Fome e desigualdade social no século XXI

Enviada em 16/11/2020

No filme espanhol “O poço” os prisioneiros são confinados em uma torre e só podem se alimentar dos restos de comida do nível acima. Fora da ficção, é notório o nivelamento social também existente, pois a desigualdade e a fome persistem no Brasil contemporâneo. Nesse sentido, a alimentação constante e de qualidade é, frequentemente, restrito a grupos privilegiados e, por conseguinte, banaliza-se tal conjuntura.

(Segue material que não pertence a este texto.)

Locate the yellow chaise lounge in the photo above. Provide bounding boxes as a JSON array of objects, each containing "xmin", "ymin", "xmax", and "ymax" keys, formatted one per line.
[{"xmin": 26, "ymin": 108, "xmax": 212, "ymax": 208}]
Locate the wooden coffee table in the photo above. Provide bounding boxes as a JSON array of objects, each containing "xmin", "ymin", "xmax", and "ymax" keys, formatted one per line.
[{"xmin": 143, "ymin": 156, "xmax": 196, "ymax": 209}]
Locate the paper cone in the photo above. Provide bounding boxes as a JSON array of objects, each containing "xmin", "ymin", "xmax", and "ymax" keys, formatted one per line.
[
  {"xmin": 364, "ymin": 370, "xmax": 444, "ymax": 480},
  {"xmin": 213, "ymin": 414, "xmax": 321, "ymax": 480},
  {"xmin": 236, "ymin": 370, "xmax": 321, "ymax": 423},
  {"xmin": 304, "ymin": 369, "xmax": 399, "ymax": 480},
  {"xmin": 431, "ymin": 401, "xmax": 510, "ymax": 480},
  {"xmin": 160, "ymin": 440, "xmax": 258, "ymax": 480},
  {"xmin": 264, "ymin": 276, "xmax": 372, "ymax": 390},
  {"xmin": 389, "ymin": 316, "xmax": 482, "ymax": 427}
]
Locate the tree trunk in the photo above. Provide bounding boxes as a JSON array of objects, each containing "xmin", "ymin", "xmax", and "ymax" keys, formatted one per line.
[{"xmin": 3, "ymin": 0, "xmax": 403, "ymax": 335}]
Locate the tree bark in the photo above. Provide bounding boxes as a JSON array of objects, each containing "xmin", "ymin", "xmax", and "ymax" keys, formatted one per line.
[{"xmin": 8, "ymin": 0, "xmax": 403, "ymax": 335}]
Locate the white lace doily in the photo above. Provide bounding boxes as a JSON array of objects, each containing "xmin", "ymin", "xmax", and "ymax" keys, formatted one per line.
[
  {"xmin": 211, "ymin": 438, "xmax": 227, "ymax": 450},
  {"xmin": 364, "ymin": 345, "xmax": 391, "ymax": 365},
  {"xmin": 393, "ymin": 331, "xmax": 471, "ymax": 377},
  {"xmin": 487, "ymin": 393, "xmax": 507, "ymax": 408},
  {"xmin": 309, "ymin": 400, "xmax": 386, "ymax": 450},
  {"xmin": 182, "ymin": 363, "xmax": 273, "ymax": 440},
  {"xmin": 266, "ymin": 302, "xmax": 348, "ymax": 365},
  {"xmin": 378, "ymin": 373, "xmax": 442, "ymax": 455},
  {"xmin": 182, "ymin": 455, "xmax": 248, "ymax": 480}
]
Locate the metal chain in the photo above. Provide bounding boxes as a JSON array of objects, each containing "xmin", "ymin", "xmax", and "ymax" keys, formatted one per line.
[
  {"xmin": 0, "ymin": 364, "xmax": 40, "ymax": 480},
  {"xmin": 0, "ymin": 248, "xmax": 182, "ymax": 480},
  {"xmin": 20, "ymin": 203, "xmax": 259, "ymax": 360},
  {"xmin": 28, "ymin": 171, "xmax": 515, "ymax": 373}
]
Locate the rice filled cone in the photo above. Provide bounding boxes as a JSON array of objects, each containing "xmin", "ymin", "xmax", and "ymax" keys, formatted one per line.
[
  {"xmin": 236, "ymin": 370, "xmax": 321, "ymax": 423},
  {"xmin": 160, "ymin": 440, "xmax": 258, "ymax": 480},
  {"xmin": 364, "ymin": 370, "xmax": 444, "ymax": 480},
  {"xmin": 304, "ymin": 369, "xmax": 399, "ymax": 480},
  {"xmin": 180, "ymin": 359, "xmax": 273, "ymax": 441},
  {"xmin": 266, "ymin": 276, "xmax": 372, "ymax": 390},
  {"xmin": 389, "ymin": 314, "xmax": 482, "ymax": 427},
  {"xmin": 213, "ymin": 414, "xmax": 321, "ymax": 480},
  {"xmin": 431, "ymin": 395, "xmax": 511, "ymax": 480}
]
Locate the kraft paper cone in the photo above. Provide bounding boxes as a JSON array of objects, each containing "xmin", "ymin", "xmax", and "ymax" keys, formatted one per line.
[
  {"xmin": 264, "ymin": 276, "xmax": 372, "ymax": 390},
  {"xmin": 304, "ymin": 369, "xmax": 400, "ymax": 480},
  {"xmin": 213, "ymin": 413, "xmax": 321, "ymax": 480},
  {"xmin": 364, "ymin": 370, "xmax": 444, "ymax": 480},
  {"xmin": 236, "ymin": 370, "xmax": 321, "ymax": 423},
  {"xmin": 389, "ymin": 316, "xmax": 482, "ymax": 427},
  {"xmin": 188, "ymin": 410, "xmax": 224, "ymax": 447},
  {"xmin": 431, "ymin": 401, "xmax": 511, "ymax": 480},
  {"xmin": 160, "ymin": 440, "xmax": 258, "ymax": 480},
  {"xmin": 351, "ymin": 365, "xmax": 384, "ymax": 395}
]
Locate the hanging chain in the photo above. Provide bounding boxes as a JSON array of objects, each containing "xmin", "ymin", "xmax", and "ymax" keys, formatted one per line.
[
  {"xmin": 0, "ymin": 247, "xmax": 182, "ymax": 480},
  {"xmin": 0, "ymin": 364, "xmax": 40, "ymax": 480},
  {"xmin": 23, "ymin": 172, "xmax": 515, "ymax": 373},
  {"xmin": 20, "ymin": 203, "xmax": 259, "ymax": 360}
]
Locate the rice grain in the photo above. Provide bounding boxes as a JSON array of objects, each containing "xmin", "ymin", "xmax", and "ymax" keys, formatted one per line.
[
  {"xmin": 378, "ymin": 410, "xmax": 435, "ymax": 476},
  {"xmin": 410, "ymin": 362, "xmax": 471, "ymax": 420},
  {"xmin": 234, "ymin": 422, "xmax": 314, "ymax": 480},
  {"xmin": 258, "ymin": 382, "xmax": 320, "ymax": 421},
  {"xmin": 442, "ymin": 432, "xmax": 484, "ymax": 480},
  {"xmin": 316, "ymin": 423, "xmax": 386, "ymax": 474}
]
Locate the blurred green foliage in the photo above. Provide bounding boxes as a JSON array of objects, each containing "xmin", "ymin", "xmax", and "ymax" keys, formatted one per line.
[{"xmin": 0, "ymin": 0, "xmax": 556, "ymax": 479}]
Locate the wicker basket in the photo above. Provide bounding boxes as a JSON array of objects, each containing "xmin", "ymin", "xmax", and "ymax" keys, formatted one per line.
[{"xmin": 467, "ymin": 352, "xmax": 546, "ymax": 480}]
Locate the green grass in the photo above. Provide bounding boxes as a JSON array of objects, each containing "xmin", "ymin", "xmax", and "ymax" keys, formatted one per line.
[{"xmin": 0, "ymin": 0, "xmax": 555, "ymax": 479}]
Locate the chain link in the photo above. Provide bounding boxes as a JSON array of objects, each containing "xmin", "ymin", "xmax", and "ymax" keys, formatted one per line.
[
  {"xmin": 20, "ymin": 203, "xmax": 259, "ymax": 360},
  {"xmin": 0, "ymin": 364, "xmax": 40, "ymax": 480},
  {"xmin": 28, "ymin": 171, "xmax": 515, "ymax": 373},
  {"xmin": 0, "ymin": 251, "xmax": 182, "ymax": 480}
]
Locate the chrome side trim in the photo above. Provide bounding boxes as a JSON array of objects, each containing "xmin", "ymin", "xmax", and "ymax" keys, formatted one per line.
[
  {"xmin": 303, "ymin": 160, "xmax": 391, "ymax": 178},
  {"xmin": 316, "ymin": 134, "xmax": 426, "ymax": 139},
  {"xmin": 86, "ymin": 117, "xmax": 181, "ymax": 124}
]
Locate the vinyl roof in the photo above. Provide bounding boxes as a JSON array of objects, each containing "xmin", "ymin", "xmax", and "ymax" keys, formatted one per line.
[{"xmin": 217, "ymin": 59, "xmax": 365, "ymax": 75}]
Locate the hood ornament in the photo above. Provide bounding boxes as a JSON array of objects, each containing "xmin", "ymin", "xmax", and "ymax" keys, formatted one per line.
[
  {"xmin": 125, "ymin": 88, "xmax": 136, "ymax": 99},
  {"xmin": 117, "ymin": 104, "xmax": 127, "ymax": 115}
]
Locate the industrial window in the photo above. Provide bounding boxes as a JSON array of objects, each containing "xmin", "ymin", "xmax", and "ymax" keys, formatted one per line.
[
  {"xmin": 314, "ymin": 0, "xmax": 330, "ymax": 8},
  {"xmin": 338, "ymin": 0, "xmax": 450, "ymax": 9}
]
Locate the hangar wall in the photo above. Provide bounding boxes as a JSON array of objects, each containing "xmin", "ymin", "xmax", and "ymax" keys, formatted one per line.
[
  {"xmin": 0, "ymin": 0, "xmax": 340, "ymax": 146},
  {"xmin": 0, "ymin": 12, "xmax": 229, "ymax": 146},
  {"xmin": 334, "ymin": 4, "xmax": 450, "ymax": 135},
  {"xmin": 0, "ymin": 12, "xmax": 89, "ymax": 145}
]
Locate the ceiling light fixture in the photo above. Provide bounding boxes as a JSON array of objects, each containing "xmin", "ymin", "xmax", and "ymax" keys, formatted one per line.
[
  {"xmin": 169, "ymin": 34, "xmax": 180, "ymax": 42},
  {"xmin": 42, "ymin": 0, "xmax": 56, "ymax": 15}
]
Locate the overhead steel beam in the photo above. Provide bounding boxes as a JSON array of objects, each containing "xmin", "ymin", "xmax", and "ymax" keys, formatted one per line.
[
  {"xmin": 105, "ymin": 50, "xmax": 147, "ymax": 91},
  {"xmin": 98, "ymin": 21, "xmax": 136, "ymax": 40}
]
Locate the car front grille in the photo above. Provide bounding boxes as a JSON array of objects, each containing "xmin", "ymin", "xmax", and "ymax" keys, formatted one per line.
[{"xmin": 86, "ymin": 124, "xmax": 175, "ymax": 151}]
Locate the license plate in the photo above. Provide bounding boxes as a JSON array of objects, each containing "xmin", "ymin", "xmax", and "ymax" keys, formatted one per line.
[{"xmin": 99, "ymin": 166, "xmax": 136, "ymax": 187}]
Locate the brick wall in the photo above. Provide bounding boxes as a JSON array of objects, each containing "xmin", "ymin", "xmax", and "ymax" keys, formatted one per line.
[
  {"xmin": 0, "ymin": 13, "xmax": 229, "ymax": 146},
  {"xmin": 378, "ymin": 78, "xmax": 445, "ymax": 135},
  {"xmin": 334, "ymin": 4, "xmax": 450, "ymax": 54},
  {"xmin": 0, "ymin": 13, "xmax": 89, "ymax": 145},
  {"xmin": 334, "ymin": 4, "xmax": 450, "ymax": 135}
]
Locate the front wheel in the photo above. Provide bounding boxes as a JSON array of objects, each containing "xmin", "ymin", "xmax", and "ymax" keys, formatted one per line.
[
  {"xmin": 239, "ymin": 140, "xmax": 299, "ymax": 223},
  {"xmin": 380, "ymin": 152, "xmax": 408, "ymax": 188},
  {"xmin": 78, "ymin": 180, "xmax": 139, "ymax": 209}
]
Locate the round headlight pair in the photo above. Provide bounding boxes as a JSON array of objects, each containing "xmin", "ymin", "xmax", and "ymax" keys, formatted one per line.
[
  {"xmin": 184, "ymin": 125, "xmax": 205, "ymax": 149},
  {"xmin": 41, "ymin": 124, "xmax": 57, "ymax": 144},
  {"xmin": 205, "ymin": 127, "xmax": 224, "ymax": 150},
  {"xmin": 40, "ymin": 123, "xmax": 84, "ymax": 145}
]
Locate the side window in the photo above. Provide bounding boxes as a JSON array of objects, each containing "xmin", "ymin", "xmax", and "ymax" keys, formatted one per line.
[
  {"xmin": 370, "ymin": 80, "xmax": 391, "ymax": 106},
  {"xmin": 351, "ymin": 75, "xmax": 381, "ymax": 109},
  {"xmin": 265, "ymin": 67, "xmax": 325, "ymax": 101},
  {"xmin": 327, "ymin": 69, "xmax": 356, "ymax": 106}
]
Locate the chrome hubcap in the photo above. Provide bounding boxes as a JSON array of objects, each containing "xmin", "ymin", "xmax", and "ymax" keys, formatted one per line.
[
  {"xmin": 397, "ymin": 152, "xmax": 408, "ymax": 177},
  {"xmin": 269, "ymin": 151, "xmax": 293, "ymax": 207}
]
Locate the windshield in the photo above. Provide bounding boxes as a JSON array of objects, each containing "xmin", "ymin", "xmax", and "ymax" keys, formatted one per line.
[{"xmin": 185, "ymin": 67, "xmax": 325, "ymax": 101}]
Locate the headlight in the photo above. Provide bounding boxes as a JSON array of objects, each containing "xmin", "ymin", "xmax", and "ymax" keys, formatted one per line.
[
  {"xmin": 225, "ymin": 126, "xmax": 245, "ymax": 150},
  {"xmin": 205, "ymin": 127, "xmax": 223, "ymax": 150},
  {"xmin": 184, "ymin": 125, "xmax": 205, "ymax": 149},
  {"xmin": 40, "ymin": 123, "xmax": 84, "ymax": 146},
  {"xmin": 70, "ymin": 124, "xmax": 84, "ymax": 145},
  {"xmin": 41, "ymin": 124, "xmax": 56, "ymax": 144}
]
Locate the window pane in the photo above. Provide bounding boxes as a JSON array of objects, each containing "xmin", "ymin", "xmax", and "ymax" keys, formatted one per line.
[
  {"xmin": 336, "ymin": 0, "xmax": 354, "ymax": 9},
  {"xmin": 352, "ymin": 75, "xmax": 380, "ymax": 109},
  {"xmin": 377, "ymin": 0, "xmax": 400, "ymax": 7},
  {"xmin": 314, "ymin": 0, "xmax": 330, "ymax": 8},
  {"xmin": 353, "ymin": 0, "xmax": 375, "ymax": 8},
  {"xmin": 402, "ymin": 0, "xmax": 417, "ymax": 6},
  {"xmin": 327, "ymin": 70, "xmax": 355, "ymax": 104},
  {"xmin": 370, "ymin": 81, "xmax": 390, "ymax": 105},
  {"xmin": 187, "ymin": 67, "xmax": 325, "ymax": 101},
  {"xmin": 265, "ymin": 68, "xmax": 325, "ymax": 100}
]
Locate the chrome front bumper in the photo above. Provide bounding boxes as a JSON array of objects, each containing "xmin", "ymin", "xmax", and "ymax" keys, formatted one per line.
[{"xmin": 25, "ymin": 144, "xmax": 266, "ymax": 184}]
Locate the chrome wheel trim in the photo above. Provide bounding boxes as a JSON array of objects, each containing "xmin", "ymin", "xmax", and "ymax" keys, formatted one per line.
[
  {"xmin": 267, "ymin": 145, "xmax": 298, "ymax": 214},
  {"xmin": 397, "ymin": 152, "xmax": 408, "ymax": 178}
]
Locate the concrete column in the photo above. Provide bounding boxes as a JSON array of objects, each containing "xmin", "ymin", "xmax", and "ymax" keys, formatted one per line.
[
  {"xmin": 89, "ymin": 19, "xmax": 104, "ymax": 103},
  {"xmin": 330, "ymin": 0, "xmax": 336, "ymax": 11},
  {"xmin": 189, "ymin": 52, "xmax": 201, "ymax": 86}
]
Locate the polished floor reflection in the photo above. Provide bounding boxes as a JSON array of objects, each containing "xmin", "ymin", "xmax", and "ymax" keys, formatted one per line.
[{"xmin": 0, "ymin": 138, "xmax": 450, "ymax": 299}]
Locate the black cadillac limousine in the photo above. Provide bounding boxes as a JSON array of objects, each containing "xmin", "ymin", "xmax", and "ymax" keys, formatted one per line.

Primeiramente, cabe ressaltar que existem grupos sociais em que cada membro da população pertence. De acordo com o sociólogo Howard Becker, os indivíduos são segregados por paradigmas definidos pelos cidadãos socialmente privilegiados, e aqueles que não se adequam a tal padrão, adentram no rótulo de desviantes. Sob essa perspectiva, é possível definir que o grupo social com acesso a alimentos de qualidade e com a quantidade que, por vezes, ultrapassa o necessário para suprir as necessidades nutricionais, acabam por fazer parte das refeições dos que possuem maior poder aquisitivo. Logo, quem foge desse padrão é considerado desviante, de forma que, assim como no filme “O poço” os que habitam os níveis mais baixos são os que se alimentam precariamente e até morrem devido à escassez de alimentos, enquanto que os do primeiro nível são privilegiados com banquetes refinados e fartos. Com isso, observa-se os grupos sociais presentes na contemporaneidade.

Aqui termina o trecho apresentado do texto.